Sembcorp Green Infra Ltd
- Type: Public
- Industry: Renewable Energy
- Founded: 2008; 18 years ago, in New Delhi, India
- Headquarters: Gurgaon, India
- Key people: Vipul Tuli (President and CEO - Renewables West)
- Parent: Sembcorp Industries

= Sembcorp Energy India =

Sembcorp Green Infra Limited is an independent power company in India. It develops and operates wind and solar power generation assets totalling more than 7.6 gigawatts capacity in operation and under construction in India. Sembcorp Green Infra is part of the Sembcorp Industries Group.

== Sembcorp Green Infra ==
Sembcorp Green Infra is a renewable energy company that generates power and currently operating in India. Sembcorp Green Infra is a wholly owned subsidiary of Sembcorp Utilities PTE LTD.
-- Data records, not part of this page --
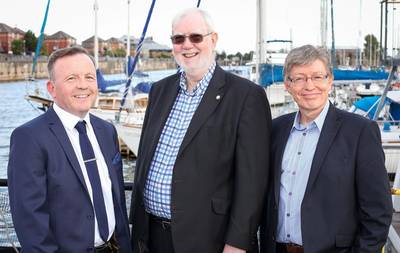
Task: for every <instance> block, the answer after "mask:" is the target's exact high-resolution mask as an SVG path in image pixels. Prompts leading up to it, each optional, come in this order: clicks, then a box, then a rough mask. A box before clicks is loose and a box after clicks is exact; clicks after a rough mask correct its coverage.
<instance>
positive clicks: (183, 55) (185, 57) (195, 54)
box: [182, 53, 199, 58]
mask: <svg viewBox="0 0 400 253" xmlns="http://www.w3.org/2000/svg"><path fill="white" fill-rule="evenodd" d="M198 54H199V53H185V54H182V55H183V56H184V57H185V58H192V57H195V56H196V55H198Z"/></svg>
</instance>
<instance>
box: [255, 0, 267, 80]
mask: <svg viewBox="0 0 400 253" xmlns="http://www.w3.org/2000/svg"><path fill="white" fill-rule="evenodd" d="M256 12H257V15H256V29H257V41H256V57H257V58H256V59H257V61H256V78H257V83H260V80H261V78H260V65H261V64H262V63H265V60H266V43H265V41H266V34H267V29H266V24H267V18H266V0H257V7H256Z"/></svg>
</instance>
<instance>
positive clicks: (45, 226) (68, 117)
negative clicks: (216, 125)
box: [8, 47, 132, 253]
mask: <svg viewBox="0 0 400 253" xmlns="http://www.w3.org/2000/svg"><path fill="white" fill-rule="evenodd" d="M47 69H48V73H49V81H48V82H47V90H48V92H49V94H50V95H51V96H52V98H53V100H54V103H53V105H52V106H51V107H50V108H49V109H48V110H47V111H46V113H44V114H42V115H40V116H38V117H37V118H35V119H33V120H31V121H29V122H27V123H25V124H23V125H22V126H19V127H17V128H16V129H15V130H14V131H13V133H12V135H11V138H10V139H11V141H10V157H9V162H8V190H9V196H10V208H11V214H12V218H13V224H14V227H15V231H16V233H17V236H18V240H19V242H20V244H21V248H22V250H21V252H24V253H39V252H40V253H56V252H57V253H61V252H62V253H83V252H86V253H131V252H132V249H131V244H130V234H129V223H128V215H127V214H128V213H127V210H126V203H125V192H124V183H123V174H122V161H121V154H120V152H119V145H118V136H117V131H116V130H115V127H114V126H113V125H112V124H111V123H109V122H106V121H104V120H102V119H100V118H98V117H96V116H94V115H91V114H90V113H89V110H90V108H91V107H92V106H93V104H94V102H95V100H96V97H97V94H98V89H97V82H96V80H97V79H96V67H95V63H94V59H93V58H92V57H91V56H90V55H89V53H88V52H87V51H86V50H85V49H83V48H81V47H67V48H62V49H59V50H57V51H54V52H53V53H52V54H51V55H50V57H49V60H48V64H47Z"/></svg>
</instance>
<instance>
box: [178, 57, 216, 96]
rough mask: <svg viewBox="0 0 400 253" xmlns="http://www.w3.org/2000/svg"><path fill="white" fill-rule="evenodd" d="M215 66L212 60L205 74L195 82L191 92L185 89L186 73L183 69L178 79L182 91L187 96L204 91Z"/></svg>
mask: <svg viewBox="0 0 400 253" xmlns="http://www.w3.org/2000/svg"><path fill="white" fill-rule="evenodd" d="M215 67H216V63H215V61H214V62H213V63H212V64H211V65H210V67H209V68H208V70H207V72H206V73H205V75H204V76H203V78H202V79H201V80H200V82H198V83H197V85H196V87H195V88H194V89H193V91H192V92H191V93H189V92H188V90H187V80H186V73H185V71H182V72H181V77H180V81H179V86H180V87H181V89H182V90H183V92H184V93H185V94H186V95H188V96H196V95H199V94H202V93H204V91H205V90H206V88H207V87H208V84H209V83H210V80H211V77H212V76H213V74H214V70H215Z"/></svg>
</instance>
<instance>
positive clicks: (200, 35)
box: [171, 32, 212, 45]
mask: <svg viewBox="0 0 400 253" xmlns="http://www.w3.org/2000/svg"><path fill="white" fill-rule="evenodd" d="M210 34H212V32H210V33H207V34H198V33H191V34H189V35H182V34H177V35H173V36H171V41H172V44H175V45H180V44H183V43H184V42H185V40H186V38H189V40H190V42H192V43H200V42H202V41H203V38H204V37H206V36H208V35H210Z"/></svg>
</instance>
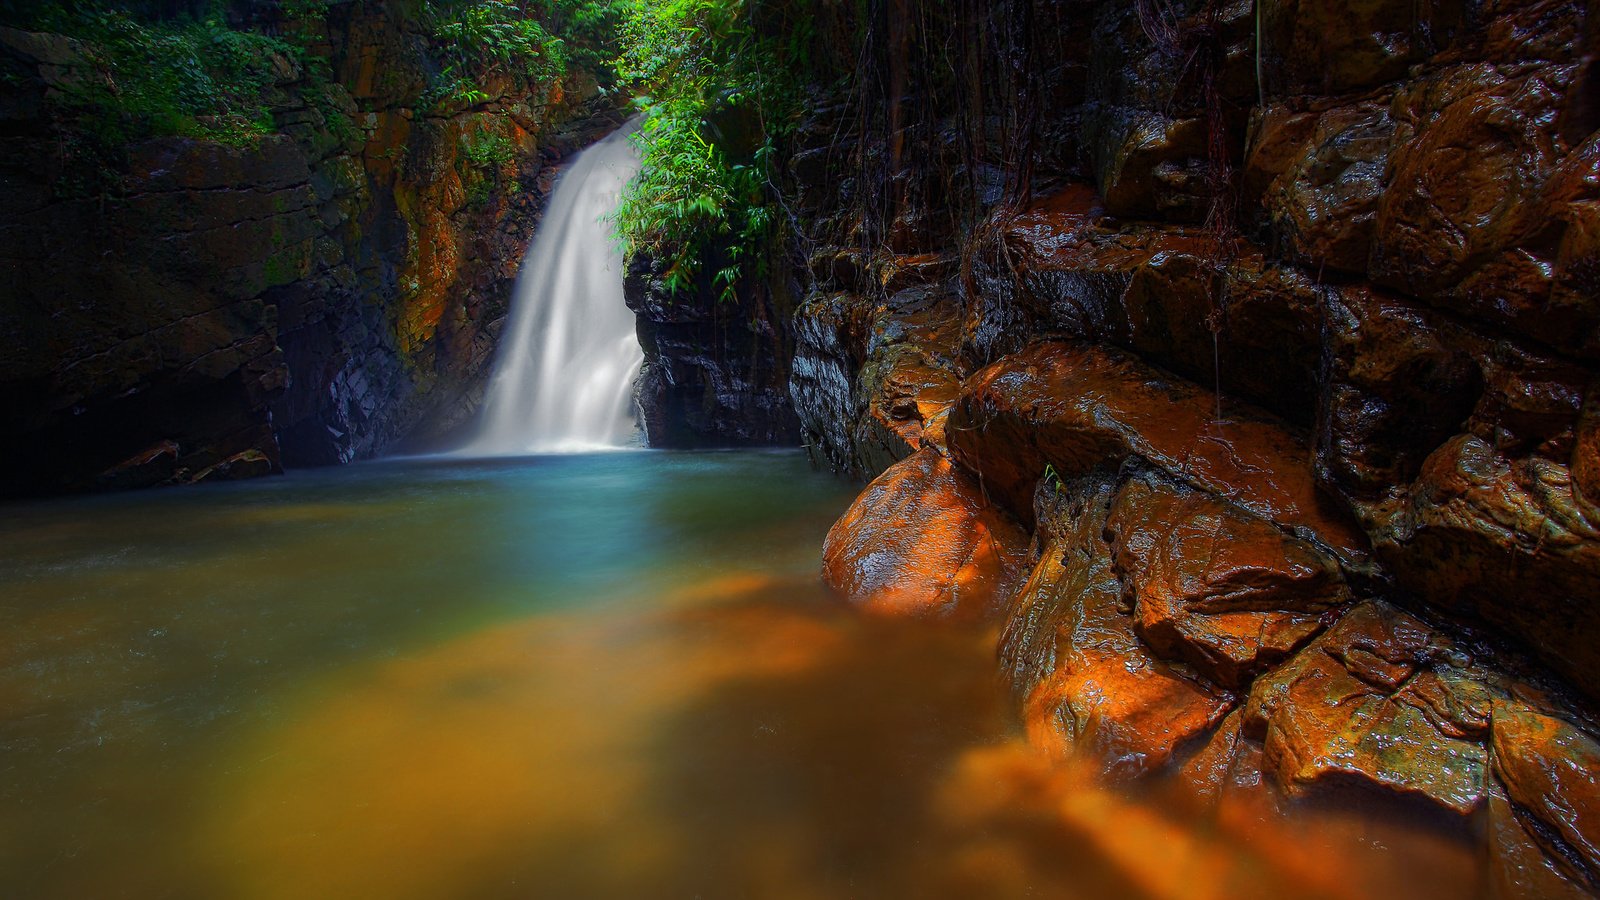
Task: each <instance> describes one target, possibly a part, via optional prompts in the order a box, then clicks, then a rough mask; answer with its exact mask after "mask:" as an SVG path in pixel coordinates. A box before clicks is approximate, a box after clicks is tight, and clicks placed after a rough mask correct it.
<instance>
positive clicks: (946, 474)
mask: <svg viewBox="0 0 1600 900" xmlns="http://www.w3.org/2000/svg"><path fill="white" fill-rule="evenodd" d="M1026 564H1027V535H1024V533H1022V530H1021V528H1018V525H1016V524H1014V522H1013V520H1011V517H1010V516H1008V514H1006V512H1005V511H1003V509H1000V508H998V506H995V504H990V503H989V501H987V500H986V498H984V492H982V488H981V487H979V484H978V482H976V480H974V479H973V477H971V476H968V474H966V472H963V471H962V469H958V468H955V466H952V464H950V461H949V460H946V458H944V456H942V455H939V453H938V452H934V450H931V448H925V450H920V452H917V453H914V455H912V456H909V458H907V460H904V461H901V463H898V464H894V466H891V468H890V469H888V471H885V472H883V474H882V476H878V477H877V479H875V480H874V482H872V484H869V485H867V488H866V490H864V492H862V493H861V496H858V498H856V501H854V503H853V504H851V506H850V509H848V511H846V512H845V516H843V517H842V519H840V520H838V522H835V524H834V527H832V528H830V530H829V532H827V541H826V543H824V548H822V577H824V580H826V581H827V583H829V586H832V588H834V589H835V591H838V593H840V594H843V596H845V597H846V599H850V602H853V604H856V605H859V607H864V609H866V610H869V612H875V613H885V615H904V617H923V618H962V620H986V618H990V617H992V615H995V613H998V612H1000V605H1002V604H1003V602H1005V601H1006V599H1008V597H1010V594H1011V589H1013V588H1014V586H1016V583H1018V580H1019V578H1021V575H1022V573H1024V570H1026Z"/></svg>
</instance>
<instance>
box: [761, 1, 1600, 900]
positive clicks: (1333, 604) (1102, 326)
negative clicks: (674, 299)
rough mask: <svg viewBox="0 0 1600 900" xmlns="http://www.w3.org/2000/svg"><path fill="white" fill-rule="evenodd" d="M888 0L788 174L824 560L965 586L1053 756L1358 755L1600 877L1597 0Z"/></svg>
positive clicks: (882, 584)
mask: <svg viewBox="0 0 1600 900" xmlns="http://www.w3.org/2000/svg"><path fill="white" fill-rule="evenodd" d="M891 6H893V5H891ZM877 26H878V27H872V29H864V30H862V34H867V37H866V38H864V40H866V46H862V48H861V58H862V62H861V64H859V67H858V75H856V78H854V80H853V82H851V85H850V86H846V88H845V90H842V91H837V93H834V94H826V96H819V99H818V102H814V104H813V115H811V119H810V120H808V122H806V123H805V125H803V127H802V130H800V135H798V141H797V146H795V147H794V152H792V157H790V168H789V173H790V183H792V191H794V200H792V202H794V203H795V207H797V208H798V210H802V215H800V218H802V221H805V223H808V229H806V232H805V234H803V240H800V242H798V245H800V247H802V248H803V250H800V255H802V258H803V259H805V269H806V272H808V275H810V288H808V291H806V295H805V298H803V301H802V306H800V309H798V312H797V315H795V319H794V323H792V330H794V336H795V354H794V360H792V367H790V392H792V399H794V404H795V412H797V415H798V418H800V423H802V428H803V432H805V442H806V445H808V447H810V448H811V450H813V455H814V458H816V460H818V461H821V463H826V464H829V466H832V468H835V469H842V471H846V472H851V474H856V476H862V477H875V480H874V482H872V485H870V487H869V488H867V490H866V492H864V493H862V495H861V498H859V500H858V501H856V506H854V508H853V509H851V511H850V512H848V514H846V516H845V519H842V520H840V524H838V525H835V530H834V533H832V535H830V536H829V544H827V549H826V577H827V580H829V581H830V583H832V585H834V586H835V588H838V589H840V591H842V593H843V594H846V596H850V597H851V599H853V601H854V602H858V604H861V605H862V607H864V609H869V610H874V612H880V613H885V615H925V617H946V618H958V620H973V621H990V623H997V625H998V626H1000V628H1002V629H1003V636H1002V639H1000V658H1002V663H1003V665H1005V668H1006V671H1008V674H1010V676H1011V681H1013V684H1014V687H1016V695H1018V701H1019V706H1021V709H1022V714H1024V721H1026V725H1027V732H1029V737H1030V740H1032V741H1034V743H1035V745H1038V746H1042V748H1046V749H1050V751H1051V753H1090V754H1091V756H1094V757H1098V759H1101V761H1102V762H1104V765H1106V772H1107V773H1110V775H1114V777H1146V775H1163V777H1170V778H1176V780H1179V781H1182V783H1187V785H1190V786H1192V788H1194V791H1195V793H1197V796H1200V798H1205V799H1206V802H1232V801H1230V798H1238V796H1250V798H1261V796H1267V798H1272V801H1270V802H1294V801H1301V799H1307V801H1314V799H1326V798H1331V796H1342V794H1346V793H1349V791H1355V793H1357V794H1360V796H1371V798H1379V799H1382V801H1384V802H1394V804H1398V806H1403V807H1405V809H1410V810H1422V812H1426V814H1427V815H1434V817H1442V818H1445V820H1450V822H1458V823H1461V825H1464V826H1467V828H1469V830H1470V833H1474V834H1478V836H1483V841H1485V846H1486V854H1488V858H1490V874H1488V879H1490V882H1491V894H1493V895H1506V897H1510V895H1531V897H1557V895H1562V897H1565V895H1586V894H1589V892H1595V890H1600V852H1597V850H1595V847H1600V844H1597V842H1595V841H1594V836H1595V834H1597V830H1600V791H1597V790H1595V785H1594V780H1592V775H1582V772H1586V770H1592V765H1594V761H1595V759H1600V743H1597V741H1595V737H1594V735H1595V733H1600V732H1597V730H1595V719H1594V717H1592V711H1594V701H1595V698H1600V676H1597V674H1595V673H1600V655H1597V647H1600V506H1595V503H1597V500H1595V498H1597V496H1600V482H1595V472H1600V468H1597V463H1595V458H1594V456H1595V434H1597V431H1595V421H1597V420H1595V408H1597V407H1595V404H1597V400H1600V394H1597V388H1595V386H1597V384H1600V381H1597V375H1600V367H1597V364H1595V349H1597V341H1600V330H1597V327H1600V296H1597V290H1600V285H1597V283H1595V282H1594V279H1592V277H1590V275H1592V271H1594V267H1595V263H1597V259H1600V243H1597V242H1595V235H1597V231H1595V227H1594V224H1592V221H1594V216H1595V210H1597V208H1600V207H1597V203H1600V194H1597V189H1600V136H1597V135H1595V133H1594V131H1595V125H1600V122H1597V120H1595V119H1594V109H1592V102H1589V98H1590V94H1592V90H1594V85H1592V82H1590V80H1589V58H1587V56H1586V48H1587V46H1589V43H1590V40H1589V38H1590V37H1592V35H1594V30H1595V29H1594V26H1592V24H1589V22H1586V10H1584V5H1582V3H1571V2H1547V0H1507V2H1486V3H1470V5H1469V3H1427V5H1395V3H1374V2H1366V0H1261V3H1258V5H1251V3H1200V2H1189V3H1174V5H1165V3H1142V2H1141V3H1120V2H1117V3H1114V2H1059V3H1053V2H1043V0H1040V2H1026V0H1019V2H1016V3H1000V5H995V6H994V8H992V10H981V8H979V5H971V3H952V5H949V6H947V8H946V10H944V11H942V13H922V14H918V16H914V18H910V21H907V22H902V24H901V29H904V30H907V32H909V34H901V35H896V34H894V29H893V27H888V26H890V24H886V22H877ZM1586 29H1587V30H1586ZM971 34H978V35H981V37H979V38H971V37H962V35H971ZM941 35H950V37H949V40H944V38H942V37H941ZM974 46H976V50H973V48H974ZM878 110H882V112H878ZM840 173H845V175H843V176H840ZM880 472H882V474H880Z"/></svg>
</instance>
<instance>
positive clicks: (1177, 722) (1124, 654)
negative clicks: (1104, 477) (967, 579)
mask: <svg viewBox="0 0 1600 900" xmlns="http://www.w3.org/2000/svg"><path fill="white" fill-rule="evenodd" d="M1051 490H1053V488H1051ZM1114 490H1115V487H1114V482H1112V480H1110V479H1104V477H1090V479H1083V480H1082V482H1077V484H1074V485H1072V487H1069V488H1064V492H1066V493H1064V496H1062V501H1061V503H1059V504H1058V509H1059V512H1058V517H1054V519H1053V520H1050V522H1046V524H1045V525H1043V528H1045V530H1046V533H1050V535H1051V538H1050V543H1048V544H1046V546H1045V551H1043V552H1042V556H1040V560H1038V564H1037V565H1035V567H1034V572H1032V575H1030V577H1029V580H1027V585H1026V586H1024V588H1022V589H1021V591H1019V593H1018V599H1016V602H1014V604H1013V609H1011V613H1010V620H1008V623H1006V631H1005V636H1003V639H1002V661H1003V663H1006V665H1008V668H1010V669H1011V673H1013V682H1014V684H1016V687H1019V689H1021V690H1022V692H1024V695H1026V700H1024V703H1022V706H1024V725H1026V729H1027V733H1029V740H1030V741H1032V743H1034V745H1035V746H1040V748H1043V749H1045V751H1048V753H1053V754H1058V756H1064V754H1069V753H1080V754H1085V756H1086V757H1088V759H1093V761H1096V762H1098V764H1099V765H1101V767H1102V770H1104V772H1106V773H1109V775H1112V777H1118V778H1130V777H1136V775H1146V773H1150V772H1155V770H1158V769H1162V767H1165V765H1166V764H1168V762H1170V761H1171V759H1173V756H1174V754H1176V753H1178V751H1179V749H1182V748H1184V746H1187V745H1189V743H1190V741H1194V740H1198V738H1200V737H1202V735H1205V733H1206V732H1208V730H1211V727H1213V725H1216V722H1218V721H1221V717H1222V716H1224V714H1226V713H1227V711H1229V709H1230V708H1232V706H1234V698H1232V695H1229V693H1227V692H1224V690H1219V689H1218V687H1214V685H1211V684H1208V682H1206V681H1205V679H1202V677H1198V676H1197V674H1195V673H1194V671H1189V669H1187V668H1186V666H1182V665H1173V663H1168V661H1163V660H1160V658H1157V657H1155V655H1154V653H1152V652H1150V650H1149V647H1146V644H1144V642H1141V641H1139V637H1138V634H1136V623H1134V618H1133V615H1130V613H1128V612H1126V610H1125V609H1123V599H1122V585H1120V581H1118V580H1117V572H1115V567H1114V564H1112V551H1110V546H1109V544H1107V543H1106V540H1104V538H1102V533H1104V530H1106V519H1107V516H1109V512H1110V503H1112V498H1114Z"/></svg>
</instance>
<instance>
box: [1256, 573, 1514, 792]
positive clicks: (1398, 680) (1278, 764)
mask: <svg viewBox="0 0 1600 900" xmlns="http://www.w3.org/2000/svg"><path fill="white" fill-rule="evenodd" d="M1445 647H1446V644H1445V642H1443V641H1442V639H1440V637H1438V636H1437V634H1434V631H1432V629H1429V628H1427V626H1426V625H1422V623H1421V621H1418V620H1416V618H1413V617H1410V615H1406V613H1403V612H1400V610H1397V609H1394V607H1390V605H1389V604H1384V602H1376V601H1373V602H1365V604H1362V605H1358V607H1355V609H1354V610H1350V612H1349V613H1346V617H1344V618H1341V620H1339V623H1338V625H1334V626H1333V628H1331V629H1328V633H1326V634H1323V636H1322V637H1318V639H1317V641H1314V642H1312V644H1310V645H1309V647H1306V649H1304V650H1301V652H1299V653H1298V655H1294V658H1291V660H1290V661H1288V663H1285V665H1283V666H1280V668H1277V669H1274V671H1272V673H1269V674H1266V676H1262V677H1259V679H1258V681H1256V684H1254V687H1253V689H1251V693H1250V700H1248V703H1246V706H1245V730H1246V733H1250V735H1256V737H1261V738H1262V749H1264V761H1266V769H1267V772H1269V773H1270V775H1272V777H1274V781H1275V783H1277V786H1278V788H1280V790H1282V791H1283V793H1285V794H1290V796H1298V794H1304V793H1307V791H1312V790H1317V788H1338V786H1339V785H1341V783H1349V781H1354V783H1357V785H1365V786H1368V788H1378V790H1384V791H1390V793H1394V794H1400V796H1411V798H1419V799H1424V801H1427V802H1432V804H1437V806H1438V807H1442V809H1446V810H1450V812H1454V814H1459V815H1469V814H1470V812H1474V810H1475V809H1477V807H1478V806H1480V802H1482V801H1483V791H1485V770H1486V765H1488V754H1486V751H1485V748H1483V745H1482V738H1483V735H1485V730H1486V725H1488V693H1486V690H1485V689H1483V687H1482V685H1478V684H1475V682H1472V681H1467V679H1464V677H1459V676H1458V674H1454V673H1450V671H1434V669H1430V668H1424V666H1422V661H1424V660H1429V658H1434V657H1437V655H1440V653H1442V652H1443V650H1445Z"/></svg>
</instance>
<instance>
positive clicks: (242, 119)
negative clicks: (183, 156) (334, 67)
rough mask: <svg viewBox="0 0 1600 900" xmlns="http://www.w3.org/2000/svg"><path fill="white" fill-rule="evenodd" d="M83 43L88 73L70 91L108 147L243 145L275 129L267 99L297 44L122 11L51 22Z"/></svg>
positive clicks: (243, 31)
mask: <svg viewBox="0 0 1600 900" xmlns="http://www.w3.org/2000/svg"><path fill="white" fill-rule="evenodd" d="M48 24H50V26H51V30H58V32H61V34H67V35H72V37H75V38H78V40H80V42H82V46H83V54H85V61H86V62H88V72H86V74H85V75H83V77H82V78H77V80H74V82H72V83H70V86H69V90H66V91H64V94H66V96H64V102H66V104H67V106H69V107H74V109H75V110H77V112H78V114H80V115H82V120H83V123H85V125H86V127H88V130H90V131H91V133H93V135H96V136H98V138H99V139H102V141H106V143H112V144H115V143H123V141H131V139H139V138H147V136H154V135H186V136H192V138H202V139H208V141H221V143H229V144H245V143H250V141H254V139H258V138H259V136H262V135H267V133H270V131H272V130H274V122H272V110H270V104H269V101H267V93H269V88H270V86H272V85H274V83H275V82H277V72H278V69H280V67H282V66H285V64H290V61H291V59H296V58H298V48H296V46H293V45H290V43H286V42H283V40H278V38H274V37H269V35H262V34H256V32H245V30H235V29H230V27H227V24H226V22H222V21H219V19H211V18H208V19H197V21H179V22H141V21H138V19H134V18H133V16H130V14H128V13H123V11H120V10H114V8H80V10H78V11H75V13H61V14H59V16H58V18H56V21H53V22H48Z"/></svg>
In 2015, Sembcorp acquired a majority stake in an Indian renewable energy firm, since renamed Sembcorp Green Infra. In August 2017, Sembcorp entered into an agreement to acquire IDFC Private Equity Fund III's remaining stake in Sembcorp Green Infra.

As of (September) 2025 Sembcorp Green Infra's business consists of more than 6,900 megawatts of wind and solar power assets in operation and under development in 13 states across India.

Sembcorp has the largest generating capacity commissioned from SECI wind auctions. The company also has a self-operating capacity of more than 1,100 MW, the largest with any independent power producer in the renewable sector in India.